When going by the 7.16 MHz dot clock in 320x200 mode, as described here, the CGA pixel aspect ratio becomes 1:1.1666... (6/7). Note that the Pixel aspect ratio article goes by dot clock, a.k.a. sampling rate, as well. This would mean that the pixels are a little less tall than what is obtained from the above derivation. How can that difference be explained? Because the monitor's 4:3 area will not just be filled with the 320x200 area, but with the 320x200 area plus the border, and the border thickness is not the same at all edges.
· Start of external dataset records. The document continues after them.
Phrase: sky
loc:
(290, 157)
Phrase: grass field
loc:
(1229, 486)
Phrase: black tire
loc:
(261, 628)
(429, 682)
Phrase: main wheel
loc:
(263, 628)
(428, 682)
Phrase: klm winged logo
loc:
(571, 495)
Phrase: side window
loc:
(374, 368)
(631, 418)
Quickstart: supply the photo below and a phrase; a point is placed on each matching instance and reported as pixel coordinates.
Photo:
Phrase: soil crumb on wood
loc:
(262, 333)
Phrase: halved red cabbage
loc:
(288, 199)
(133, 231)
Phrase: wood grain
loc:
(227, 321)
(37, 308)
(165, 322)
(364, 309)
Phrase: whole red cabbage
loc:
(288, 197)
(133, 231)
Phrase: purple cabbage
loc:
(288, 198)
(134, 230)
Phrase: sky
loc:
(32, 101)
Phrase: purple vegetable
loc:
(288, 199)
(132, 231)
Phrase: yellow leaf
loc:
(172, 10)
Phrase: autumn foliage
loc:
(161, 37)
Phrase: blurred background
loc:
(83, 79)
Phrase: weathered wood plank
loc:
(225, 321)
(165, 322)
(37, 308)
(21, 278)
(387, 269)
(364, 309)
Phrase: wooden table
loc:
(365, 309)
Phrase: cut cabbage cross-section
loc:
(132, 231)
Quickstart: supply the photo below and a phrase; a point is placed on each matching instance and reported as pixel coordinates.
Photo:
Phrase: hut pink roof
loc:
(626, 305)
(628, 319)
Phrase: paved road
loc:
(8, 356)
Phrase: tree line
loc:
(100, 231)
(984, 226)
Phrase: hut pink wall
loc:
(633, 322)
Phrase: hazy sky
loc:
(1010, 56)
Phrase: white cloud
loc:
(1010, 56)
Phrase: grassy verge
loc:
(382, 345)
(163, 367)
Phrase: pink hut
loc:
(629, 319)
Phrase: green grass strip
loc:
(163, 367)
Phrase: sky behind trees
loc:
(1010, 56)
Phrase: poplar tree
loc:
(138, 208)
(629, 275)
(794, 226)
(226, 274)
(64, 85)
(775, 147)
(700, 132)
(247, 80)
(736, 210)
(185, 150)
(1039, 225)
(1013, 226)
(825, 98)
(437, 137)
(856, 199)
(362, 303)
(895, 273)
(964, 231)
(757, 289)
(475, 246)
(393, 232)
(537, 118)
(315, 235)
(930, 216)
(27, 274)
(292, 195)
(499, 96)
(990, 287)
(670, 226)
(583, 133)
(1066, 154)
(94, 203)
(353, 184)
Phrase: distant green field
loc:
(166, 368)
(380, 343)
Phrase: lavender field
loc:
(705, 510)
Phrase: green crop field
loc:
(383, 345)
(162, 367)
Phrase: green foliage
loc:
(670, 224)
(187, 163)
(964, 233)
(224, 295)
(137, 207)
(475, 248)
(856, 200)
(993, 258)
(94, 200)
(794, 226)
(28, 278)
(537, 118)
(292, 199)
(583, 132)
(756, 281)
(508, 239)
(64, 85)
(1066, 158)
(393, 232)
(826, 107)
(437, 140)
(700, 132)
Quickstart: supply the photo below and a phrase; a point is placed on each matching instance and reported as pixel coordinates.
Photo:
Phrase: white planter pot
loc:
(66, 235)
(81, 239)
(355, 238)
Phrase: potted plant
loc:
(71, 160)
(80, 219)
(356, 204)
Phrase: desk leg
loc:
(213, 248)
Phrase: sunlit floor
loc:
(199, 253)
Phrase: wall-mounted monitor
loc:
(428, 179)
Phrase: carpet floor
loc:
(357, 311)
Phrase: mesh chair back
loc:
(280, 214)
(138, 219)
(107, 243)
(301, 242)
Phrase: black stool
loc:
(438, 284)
At default register values in 320x200 modes (->Note 1), the horizontal resolution with border will be 376 pixels (->Note 2), and the vertical resolution with border will be 246 pixels (->Note 3), yielding 246/(376*3/4)=~1:1.146, or 41/47. However, we have to account for the fact that the 246 pixels of the CGA's vertical resolution with border are merely the result of the MC6845's Vertical Sync Height being fixed at 16 lines (see 6845 datasheet), and so exceed the actual 4:3 area in the vertical direction. If we force the vertical resolution to analog non-interlaced NTSC's actual value of 242, we get 242/(376*3/4)=~1:1.165, very close to what the pixel clock approach yielded.
Therefore, I question the specified 1:1.2 pixel aspect ratio.
Notes:
-- NewRisingSun ( talk) 12:02, 24 October 2020 (UTC)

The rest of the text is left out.